Inference-Time Scaling of Diffusion Language Models with Particle Gibbs Sampling
Meihua Dang, Jiaqi Han, Minkai Xu, Kai Xu, Akash Srivastava, Stefano Ermon
TL;DR
This work addresses steering discrete diffusion language models toward task-specific rewards without retraining. It introduces PG-DLM, a trajectory-level inference-time method that iteratively refines full generations via a conditional sequential Monte Carlo kernel, yielding convergence guarantees and improved reward optimization while preserving generation quality. The authors develop a unified framework for multi-axis inference-time scaling and show that, under fixed compute budgets, increasing the number of iterations $m$ often yields the best reward-perplexity trade-off, with strong empirical gains over baselines on MDLM and LLaDA-8B across toxicity, sentiment, and linguistic-acceptability tasks. The approach demonstrates broad compatibility with various diffusion processes and provides practical guidance for compute allocation in real-world constrained settings, enabling scalable, controllable generation without retraining.
Abstract
Discrete diffusion models have recently emerged as strong alternatives to autoregressive language models, matching their performance through large-scale training. However, inference-time control remains relatively underexplored. In this work, we study how to steer generation toward desired rewards without retraining the models. Prior methods typically resample or filter within a single denoising trajectory, optimizing rewards step-by-step without trajectory-level refinement. We introduce particle Gibbs sampling for diffusion language models (PG-DLM), a novel inference-time algorithm enabling trajectory-level refinement while preserving generation perplexity under reward optimization.
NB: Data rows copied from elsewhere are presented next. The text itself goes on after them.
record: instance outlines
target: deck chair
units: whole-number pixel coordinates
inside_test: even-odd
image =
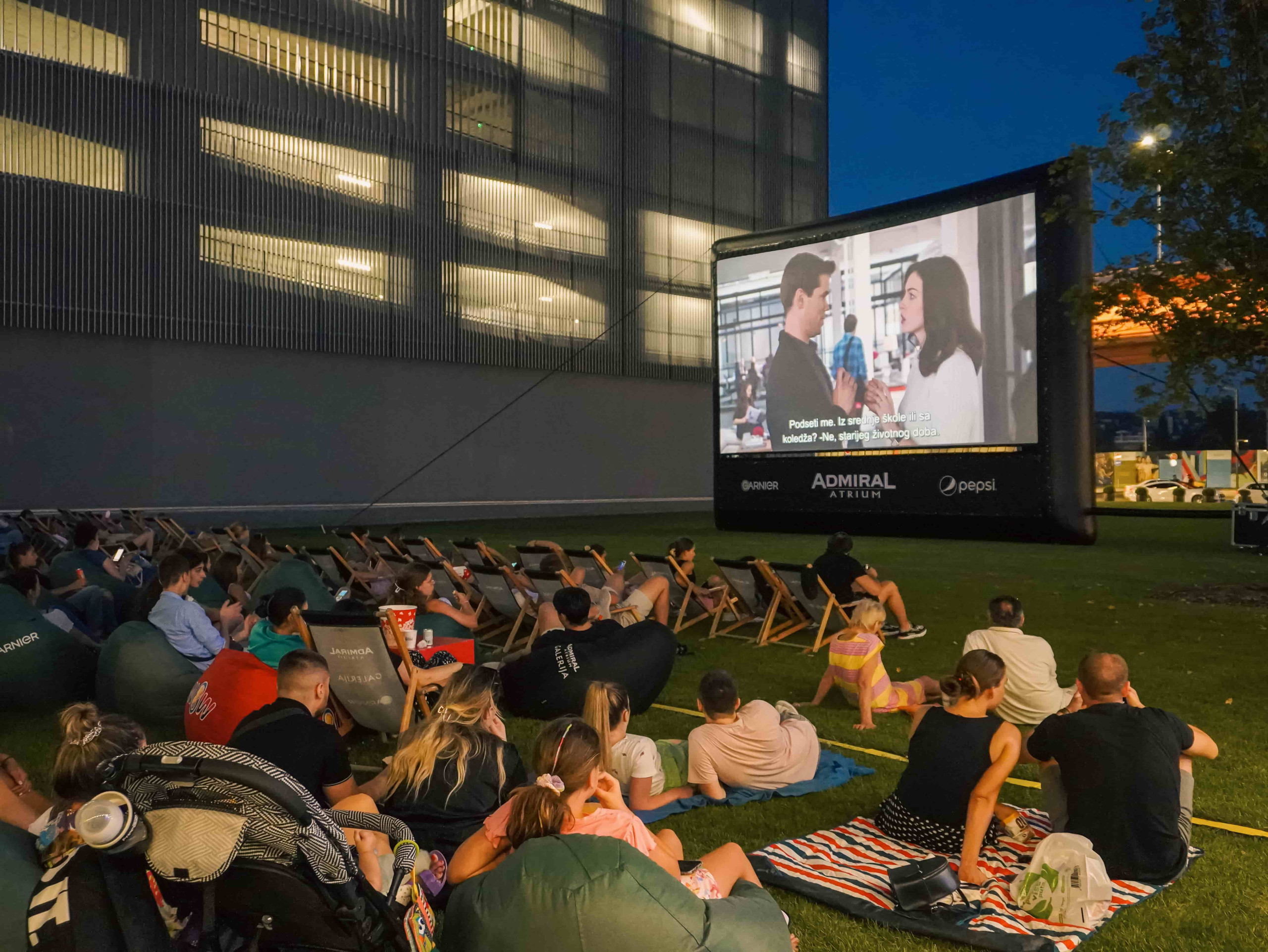
[[[648,578],[661,576],[668,581],[670,610],[678,612],[673,622],[673,634],[696,622],[714,619],[727,610],[727,601],[723,597],[727,589],[701,588],[687,578],[672,555],[645,555],[631,551],[630,558]],[[709,603],[701,596],[710,596],[716,603]]]
[[[572,560],[573,568],[586,569],[586,584],[601,588],[612,570],[607,568],[604,556],[591,549],[564,549],[563,554]]]
[[[418,693],[407,691],[397,674],[397,662],[383,640],[379,619],[373,615],[336,615],[306,611],[301,635],[330,666],[330,691],[351,720],[380,734],[399,734],[413,721]],[[399,630],[397,630],[399,634]],[[404,639],[398,645],[416,687],[413,664]],[[427,714],[424,711],[424,716]]]
[[[721,621],[721,612],[714,616],[713,626],[709,629],[709,638],[738,638],[743,641],[756,641],[757,636],[748,635],[733,635],[737,627],[747,625],[751,621],[761,621],[766,612],[766,598],[757,589],[757,582],[753,579],[752,563],[743,562],[741,559],[714,559],[714,565],[718,567],[718,572],[724,579],[727,579],[727,592],[723,598],[727,600],[727,608],[734,617],[734,621],[724,629],[719,629],[718,624]]]
[[[536,606],[527,596],[524,597],[522,605],[516,601],[515,593],[519,591],[519,587],[512,579],[511,569],[506,565],[501,568],[468,565],[467,568],[470,569],[472,576],[479,583],[479,591],[483,596],[481,606],[488,606],[483,611],[489,614],[489,620],[481,626],[484,630],[477,627],[476,636],[482,641],[492,640],[505,631],[507,633],[506,641],[498,650],[502,653],[510,652],[517,644],[516,635],[524,627],[524,620],[533,619],[534,624],[536,622]],[[530,629],[524,640],[527,640],[531,635],[533,631]]]
[[[757,646],[765,648],[770,644],[780,644],[789,635],[808,627],[812,624],[810,615],[801,602],[792,595],[792,589],[789,588],[789,581],[796,579],[796,588],[801,588],[801,569],[804,565],[799,563],[790,562],[767,562],[766,559],[754,559],[753,565],[761,572],[762,578],[766,584],[771,587],[771,603],[766,610],[766,617],[762,620],[762,630],[757,635]],[[776,624],[775,616],[784,615],[784,621]],[[791,648],[804,648],[804,645],[794,645],[789,643]]]

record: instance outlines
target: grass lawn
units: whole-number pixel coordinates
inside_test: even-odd
[[[421,529],[421,527],[420,527]],[[515,520],[445,524],[426,527],[440,539],[481,535],[503,549],[534,537],[564,545],[601,541],[610,554],[663,551],[680,534],[696,540],[697,576],[711,568],[708,556],[758,554],[770,559],[809,559],[822,551],[820,536],[720,532],[706,513],[605,517],[588,520]],[[270,532],[274,541],[317,541],[316,530]],[[505,549],[503,549],[505,550]],[[885,664],[895,678],[940,676],[960,654],[964,636],[984,627],[993,595],[1018,596],[1026,606],[1026,630],[1046,638],[1056,652],[1063,683],[1074,679],[1079,657],[1093,648],[1122,654],[1132,683],[1148,705],[1167,707],[1203,728],[1220,744],[1220,758],[1196,766],[1197,816],[1268,829],[1268,711],[1264,641],[1268,617],[1253,608],[1155,601],[1159,583],[1264,582],[1268,560],[1232,550],[1222,520],[1106,517],[1094,546],[1049,546],[983,541],[858,539],[856,554],[877,565],[883,578],[899,582],[914,621],[929,627],[917,641],[891,640]],[[619,560],[619,559],[618,559]],[[696,626],[702,627],[701,626]],[[695,629],[692,629],[695,630]],[[678,659],[661,702],[694,707],[695,685],[713,667],[739,679],[744,700],[809,700],[827,663],[827,650],[806,657],[786,646],[754,649],[683,635],[695,655]],[[794,635],[794,640],[804,640]],[[1230,704],[1231,701],[1231,704]],[[879,716],[874,731],[853,729],[857,712],[833,693],[810,709],[820,737],[905,753],[908,717]],[[699,721],[653,709],[630,729],[653,738],[685,737]],[[538,724],[512,720],[511,739],[527,754]],[[52,717],[6,716],[0,723],[0,750],[30,769],[37,786],[44,778],[56,743]],[[370,764],[388,753],[377,738],[361,739],[354,763]],[[848,753],[848,752],[847,752]],[[838,790],[742,807],[706,807],[671,818],[687,856],[725,840],[746,849],[834,827],[870,814],[893,790],[902,764],[856,754],[876,773]],[[1017,776],[1033,778],[1032,768]],[[1040,806],[1038,791],[1006,786],[1004,799]],[[1268,948],[1268,839],[1196,827],[1193,842],[1206,851],[1175,886],[1140,909],[1111,922],[1090,949],[1260,949]],[[951,943],[917,938],[851,919],[836,910],[776,891],[804,949],[941,949]]]

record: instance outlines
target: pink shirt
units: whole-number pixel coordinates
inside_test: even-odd
[[[484,820],[484,835],[495,847],[506,835],[506,824],[511,819],[511,804],[507,800],[493,814]],[[585,816],[573,818],[572,827],[563,833],[588,833],[591,837],[615,837],[624,839],[643,856],[652,856],[652,848],[657,846],[657,838],[638,816],[629,810],[609,810],[606,806],[597,807]]]

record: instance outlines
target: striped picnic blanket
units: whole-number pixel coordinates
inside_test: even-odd
[[[1051,830],[1047,814],[1042,810],[1021,813],[1036,833],[1046,835]],[[1070,952],[1110,917],[1164,889],[1115,880],[1110,914],[1099,923],[1063,925],[1035,919],[1017,908],[1009,892],[1013,877],[1026,870],[1032,853],[1032,846],[1012,840],[983,847],[983,865],[994,878],[988,880],[980,894],[969,895],[970,900],[980,900],[980,909],[973,911],[961,906],[959,914],[948,909],[947,915],[907,913],[895,908],[889,871],[923,859],[931,852],[886,837],[864,816],[831,830],[772,843],[752,853],[751,858],[758,878],[766,885],[799,892],[895,929],[1000,952]],[[1191,847],[1189,862],[1201,854],[1201,849]],[[954,867],[959,857],[951,857],[951,861]],[[959,903],[957,899],[955,901]]]

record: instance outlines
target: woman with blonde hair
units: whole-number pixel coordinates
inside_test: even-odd
[[[833,685],[846,698],[858,707],[855,730],[876,726],[872,714],[890,714],[899,709],[914,711],[926,698],[938,697],[938,682],[922,674],[914,681],[890,681],[885,663],[880,659],[885,646],[885,606],[872,598],[864,598],[850,616],[850,627],[832,639],[828,648],[828,669],[819,679],[814,700],[798,705],[819,705]]]
[[[432,716],[403,733],[391,766],[360,787],[446,862],[527,780],[497,712],[500,687],[492,668],[458,672]]]
[[[686,782],[687,745],[630,734],[630,696],[615,681],[591,681],[586,723],[598,734],[604,769],[620,785],[631,810],[656,810],[695,794]]]

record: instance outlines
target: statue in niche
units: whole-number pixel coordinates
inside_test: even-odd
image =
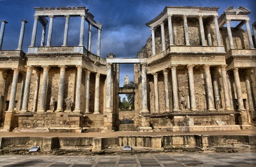
[[[125,75],[124,80],[125,81],[124,81],[124,87],[125,87],[126,88],[129,87],[129,83],[130,83],[130,82],[129,80],[129,77],[128,77],[128,75],[126,74]]]
[[[188,99],[185,96],[184,93],[181,94],[182,96],[180,98],[180,108],[182,109],[188,109]]]
[[[53,96],[51,97],[51,101],[50,102],[50,110],[54,110],[54,100],[55,98]]]
[[[67,105],[66,110],[71,111],[71,107],[72,107],[72,98],[70,97],[68,97],[65,100]]]

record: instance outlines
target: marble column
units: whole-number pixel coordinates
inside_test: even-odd
[[[89,111],[89,97],[90,91],[90,71],[85,70],[85,81],[84,83],[84,113],[90,114]]]
[[[69,23],[70,15],[66,14],[65,15],[66,17],[66,21],[65,22],[65,30],[64,31],[64,39],[63,39],[63,45],[62,46],[67,46],[67,35],[68,35],[68,25]]]
[[[161,38],[162,39],[162,52],[166,50],[165,48],[165,38],[164,35],[164,23],[161,22],[160,23],[161,26]]]
[[[163,79],[164,82],[164,99],[165,104],[165,112],[170,112],[170,98],[169,97],[169,82],[168,81],[168,72],[166,69],[163,69]]]
[[[37,30],[37,25],[39,17],[38,16],[34,16],[34,26],[33,26],[33,32],[32,32],[31,44],[29,47],[35,47],[35,37],[36,37],[36,32]]]
[[[237,103],[238,104],[238,110],[244,110],[244,101],[243,100],[243,95],[242,90],[241,89],[241,85],[240,82],[240,78],[239,77],[239,73],[238,72],[238,68],[234,67],[233,68],[234,72],[234,77],[235,79],[235,84],[236,84],[236,96],[237,97]]]
[[[25,31],[25,25],[28,23],[26,20],[20,20],[21,21],[21,28],[20,33],[20,38],[19,38],[19,43],[17,50],[22,50],[22,44],[23,43],[23,38],[24,38],[24,31]]]
[[[142,112],[148,112],[148,95],[147,93],[147,71],[146,68],[148,64],[142,63],[141,65],[141,86],[142,87]]]
[[[75,110],[73,111],[73,112],[77,112],[80,113],[81,111],[81,84],[82,81],[82,70],[83,67],[81,65],[76,65],[76,67],[77,68],[77,75],[76,76]]]
[[[179,104],[179,96],[178,92],[178,85],[177,75],[176,74],[176,67],[177,65],[172,65],[170,68],[172,70],[172,97],[173,101],[173,111],[180,111]]]
[[[51,67],[49,66],[41,66],[44,69],[43,73],[43,81],[41,88],[41,96],[40,97],[40,102],[39,104],[39,108],[38,112],[45,112],[45,102],[46,95],[47,93],[47,82],[48,80],[48,71]]]
[[[211,26],[209,25],[207,25],[206,28],[206,33],[207,34],[207,40],[208,41],[208,44],[209,46],[212,46],[212,37],[211,37],[211,31],[210,30],[210,28]]]
[[[198,18],[199,20],[199,27],[200,28],[200,35],[201,36],[201,41],[202,42],[202,45],[206,46],[205,37],[204,36],[204,23],[203,23],[203,15],[198,15]]]
[[[230,110],[233,109],[230,104],[230,97],[229,92],[228,78],[227,76],[227,71],[226,71],[226,66],[227,65],[221,66],[221,70],[222,86],[223,87],[223,93],[224,94],[224,99],[225,101],[225,109]]]
[[[211,81],[211,75],[210,74],[210,66],[206,64],[204,66],[205,75],[205,82],[207,91],[207,101],[208,102],[208,109],[210,111],[215,110],[214,108],[213,95],[212,95],[212,86]]]
[[[58,95],[58,103],[56,112],[63,112],[63,95],[64,94],[64,81],[65,79],[65,65],[59,65],[60,68],[60,80],[59,81],[59,92]]]
[[[30,92],[30,84],[31,83],[31,75],[33,71],[33,66],[25,66],[27,69],[26,75],[26,82],[25,89],[24,89],[24,95],[23,96],[23,102],[22,103],[22,109],[20,111],[21,112],[29,112],[29,95]]]
[[[151,28],[150,29],[151,33],[152,34],[152,56],[153,56],[156,55],[156,45],[155,43],[155,37],[154,37],[154,28]]]
[[[40,84],[41,72],[36,72],[37,77],[35,81],[35,95],[34,95],[34,102],[33,103],[32,111],[37,110],[38,103],[38,93],[39,91],[39,85]]]
[[[229,41],[230,49],[234,49],[234,44],[233,43],[233,37],[232,37],[232,33],[231,32],[231,28],[230,22],[230,19],[226,19],[226,24],[227,25],[227,35],[228,36],[228,40]]]
[[[107,68],[107,81],[106,84],[106,112],[112,112],[111,106],[111,81],[112,81],[112,63],[108,63]]]
[[[155,111],[154,113],[158,113],[159,112],[159,95],[158,95],[158,74],[157,72],[154,72],[152,73],[152,75],[154,75],[154,90]]]
[[[186,68],[188,70],[189,84],[189,99],[190,99],[190,110],[198,111],[196,106],[195,99],[195,83],[194,82],[194,73],[193,67],[194,65],[187,65]]]
[[[91,45],[92,43],[92,23],[88,23],[89,27],[88,28],[88,40],[87,42],[87,49],[88,51],[91,51]]]
[[[245,86],[246,87],[248,104],[249,104],[249,110],[254,111],[253,101],[250,84],[250,75],[251,74],[251,72],[247,72],[245,75]]]
[[[97,73],[95,79],[95,95],[94,95],[94,114],[99,114],[99,78],[100,74]]]
[[[0,50],[2,50],[2,46],[3,45],[3,35],[4,35],[4,30],[5,29],[5,25],[8,23],[4,20],[1,20],[0,21],[2,22],[1,25],[1,29],[0,29]]]
[[[97,42],[97,55],[100,57],[101,35],[102,29],[100,28],[98,29],[98,42]]]
[[[45,32],[46,32],[46,26],[43,26],[43,31],[42,31],[42,37],[41,38],[41,45],[40,46],[44,46],[44,40],[45,38]]]
[[[214,26],[215,27],[215,32],[216,33],[216,37],[217,38],[217,44],[218,46],[221,45],[221,34],[220,33],[220,29],[218,28],[218,15],[213,16],[214,19]]]
[[[47,47],[51,46],[52,43],[52,28],[53,27],[53,19],[55,18],[54,16],[49,16],[50,18],[50,23],[49,23],[49,29],[48,29],[48,34],[47,37]]]
[[[174,45],[173,43],[173,35],[172,34],[172,14],[167,15],[168,20],[168,32],[169,32],[169,42],[170,46]]]
[[[190,46],[189,38],[189,29],[188,28],[188,22],[187,21],[187,14],[184,14],[183,16],[183,20],[184,21],[184,32],[185,34],[185,40],[186,41],[186,45]]]
[[[81,25],[80,26],[80,35],[79,46],[84,46],[84,19],[86,18],[86,16],[84,14],[81,14]]]
[[[245,26],[246,26],[246,31],[247,31],[247,35],[248,35],[248,39],[249,40],[249,45],[250,45],[250,49],[254,49],[252,34],[250,32],[250,25],[249,24],[249,21],[250,20],[245,20]]]

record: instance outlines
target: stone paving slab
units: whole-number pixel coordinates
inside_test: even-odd
[[[0,167],[256,167],[256,153],[131,155],[0,155]]]

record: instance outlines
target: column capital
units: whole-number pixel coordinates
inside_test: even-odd
[[[41,66],[41,67],[44,69],[44,71],[48,71],[49,69],[51,68],[51,67],[49,65]]]
[[[194,67],[194,64],[187,64],[186,68],[189,70],[193,70],[193,67]]]
[[[142,69],[145,69],[148,66],[148,63],[140,63],[140,65]]]
[[[27,72],[33,70],[33,66],[25,66],[25,68],[27,69]]]
[[[19,74],[19,72],[20,71],[20,69],[19,68],[12,68],[12,69],[14,72],[13,73],[14,74]]]
[[[65,71],[66,68],[67,68],[67,66],[64,65],[59,65],[58,66],[60,68],[61,71]]]

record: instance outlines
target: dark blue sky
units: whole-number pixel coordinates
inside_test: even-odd
[[[95,20],[103,25],[102,56],[105,57],[113,52],[117,58],[133,58],[144,46],[151,35],[149,28],[145,23],[157,16],[166,6],[218,6],[220,8],[218,12],[220,16],[229,6],[234,5],[234,8],[237,8],[241,5],[252,11],[249,15],[251,25],[256,21],[256,2],[255,0],[0,0],[0,20],[6,20],[9,23],[6,26],[2,49],[17,48],[21,25],[20,20],[26,19],[28,23],[26,26],[23,50],[25,52],[27,52],[31,40],[34,7],[85,6],[94,15]],[[70,19],[68,45],[79,44],[80,20],[78,17]],[[231,26],[235,26],[238,23],[232,22]],[[64,24],[64,18],[57,17],[54,20],[52,46],[63,44]],[[244,26],[242,27],[245,29]],[[40,45],[42,29],[41,24],[38,24],[36,43],[38,46]],[[85,46],[87,46],[87,31],[86,24]],[[92,52],[94,53],[96,52],[97,37],[97,30],[93,28]],[[133,66],[123,65],[120,67],[120,85],[122,85],[126,74],[130,77],[130,81],[133,81]]]

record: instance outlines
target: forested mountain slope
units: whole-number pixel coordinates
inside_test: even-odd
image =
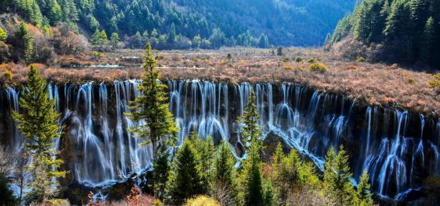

PG-DLM constructs a Markov chain over full denoising trajectories and applies a conditional sequential Monte Carlo kernel to resample them. We derive theoretical guarantees for convergence, including asymptotic consistency and variance bounds. Within this framework, we further analyze trade-offs across four key axes for inference-time scaling under fixed budgets: iterations, samples, denoising steps, and reward estimation. Our analysis shows scaling iterations achieves the best reward-perplexity trade-off. Empirically, PG-DLM consistently outperforms prior methods using MDLM and LLaDA-8B as base models across a wide range of compute budgets for reward-guided generation tasks including toxicity and sentiment control as well as linguistic acceptability.